Fairness in Machine Learning
So far, this course showed how machine learning can enhance your work, from saving precious time on existing tasks to opening up new opportunities. ML can do a lot for you, but it comes with challenges you shouldn't overlook.
To address those challenges, a growing number of researchers and practitioners focus on the topic of "fairness" in machine learning. Its guiding principle is that ML should equally benefit everyone, regardless of the societal categories that structure and impact our lives.
What is bias?
What are the negative consequences that might derive from the use of machine learning? The short answer is: Bias.
As humans, we all have our biases. They are tools our brain uses to deal with the information that is thrown at it every day.
Take this example: close your eyes and picture a shoe. Most likely you pictured a sneaker. Maybe a leather men's shoe. It's less likely that you thought of a high-heeled women's shoe. We may not even know why but each of us is biased toward one shoe over the others.
Now imagine that you want to teach a computer to recognise a shoe. You may end up exposing it to your own bias. That's how bias happens in machine learning. Even with good intentions, it's impossible to separate ourselves from our own biases.
Three types of bias
There are different ways in which our own biases risk to become part of the technology we create:
Interaction bias
Take the example before: if we train a model to recognise shoes with a dataset that includes mostly pictures of sneakers, the system won't learn to recognise high heels as shoes.
Latent bias
If you train a ML system on what a scientist looks like using pictures of famous scientists from the past, your algorithm will probably learn to associate scientists with men only.
Selection bias
Say you're training a model to recognise faces. If the data you use to train it over-represents one population, it will operate better for them at the expense of others, with potentially racist consequences.
So what can we do to avoid these biases?
Asking the right questions to avoid bias
As a journalist, a first line of defence against bias is firmly within your reach: the same values and ethical principles you apply every day in your profession should extend to assessing the fairness of any new technology that is added to your toolbox. Machine learning is no exception.

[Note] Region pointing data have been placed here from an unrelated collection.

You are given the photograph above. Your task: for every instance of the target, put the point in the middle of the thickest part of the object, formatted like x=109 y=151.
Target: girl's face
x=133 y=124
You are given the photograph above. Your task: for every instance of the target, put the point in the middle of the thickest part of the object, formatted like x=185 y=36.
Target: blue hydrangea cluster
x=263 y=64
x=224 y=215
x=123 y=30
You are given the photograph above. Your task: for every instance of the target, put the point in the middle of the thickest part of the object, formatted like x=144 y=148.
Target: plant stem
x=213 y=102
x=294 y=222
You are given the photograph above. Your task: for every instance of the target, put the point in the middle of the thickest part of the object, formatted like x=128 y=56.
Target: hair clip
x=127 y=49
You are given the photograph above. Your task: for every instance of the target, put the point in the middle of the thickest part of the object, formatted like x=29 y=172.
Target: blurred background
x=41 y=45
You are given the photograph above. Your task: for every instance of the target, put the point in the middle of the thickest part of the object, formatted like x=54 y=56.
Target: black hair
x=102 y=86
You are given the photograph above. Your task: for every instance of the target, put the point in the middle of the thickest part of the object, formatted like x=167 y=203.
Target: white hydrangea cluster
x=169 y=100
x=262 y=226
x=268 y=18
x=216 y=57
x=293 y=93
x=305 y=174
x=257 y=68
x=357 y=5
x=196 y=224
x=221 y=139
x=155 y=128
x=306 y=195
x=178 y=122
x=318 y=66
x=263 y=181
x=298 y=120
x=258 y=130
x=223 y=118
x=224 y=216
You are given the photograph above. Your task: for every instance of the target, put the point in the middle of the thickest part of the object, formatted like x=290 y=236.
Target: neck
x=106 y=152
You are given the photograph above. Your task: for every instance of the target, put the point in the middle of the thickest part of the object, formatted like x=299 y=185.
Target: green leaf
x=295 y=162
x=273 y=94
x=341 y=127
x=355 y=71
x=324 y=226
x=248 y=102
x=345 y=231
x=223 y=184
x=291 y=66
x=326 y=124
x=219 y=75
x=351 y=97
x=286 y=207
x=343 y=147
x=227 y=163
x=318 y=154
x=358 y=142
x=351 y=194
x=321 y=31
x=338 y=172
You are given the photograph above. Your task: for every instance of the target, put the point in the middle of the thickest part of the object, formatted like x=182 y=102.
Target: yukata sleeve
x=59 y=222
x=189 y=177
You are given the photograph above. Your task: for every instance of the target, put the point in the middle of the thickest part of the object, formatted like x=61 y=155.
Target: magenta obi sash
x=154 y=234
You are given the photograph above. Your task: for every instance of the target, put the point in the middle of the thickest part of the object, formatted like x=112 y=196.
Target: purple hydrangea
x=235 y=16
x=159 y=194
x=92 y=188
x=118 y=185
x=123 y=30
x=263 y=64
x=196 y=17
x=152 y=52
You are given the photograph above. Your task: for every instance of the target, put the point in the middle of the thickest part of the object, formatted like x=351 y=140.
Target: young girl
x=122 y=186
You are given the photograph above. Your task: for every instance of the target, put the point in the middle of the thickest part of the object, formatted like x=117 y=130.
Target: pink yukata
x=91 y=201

Furthermore, in all cases you should start by considering whether the consequences might negatively impact individuals’ economic or other important life opportunities. This is critical especially if the data you use includes sensible personal information.
Often, the unfair impact isn't immediately obvious, but requires asking nuanced social, political and ethical questions about how your machine learning system might allow bias to creep in.
Considering the main sources of bias
While no training data will ever be perfectly ‘unbiased’, you can greatly improve your chances of building a fair model if you carefully consider potential sources of bias in your data, and take steps to address them.
The most common reason for bias creeping in is when your training data isn't truly representative of the population that your model is making predictions on. You must make sure to have enough data for each relevant group.
A different kind of bias manifests itself when some groups are represented less positively than others in the training data. You should consider reviewing your data before using it to train a model, in order to verify whether it carries any prejudices that might be learned and reproduced by the algorithm.
Preventing bias: it starts with awareness
Bias can emerge in many ways: from training datasets, because of decisions made during the development of a machine learning system, and through complex feedback loops that arise when a ML system is deployed in the real world.
Some concrete questions you might want to ask in order to recognize potential bias include:
- For what purpose was the data collected?
- How was the data collected?
- What is the goal of using this set of data and this particular algorithm?
- How was the source of data assessed?
- How was the process of data analysis defined before the analysis itself?
Bias is a complex issue and there is no silver bullet. The solution starts with awareness and with all of us being mindful of the risks and taking the right steps to minimise them.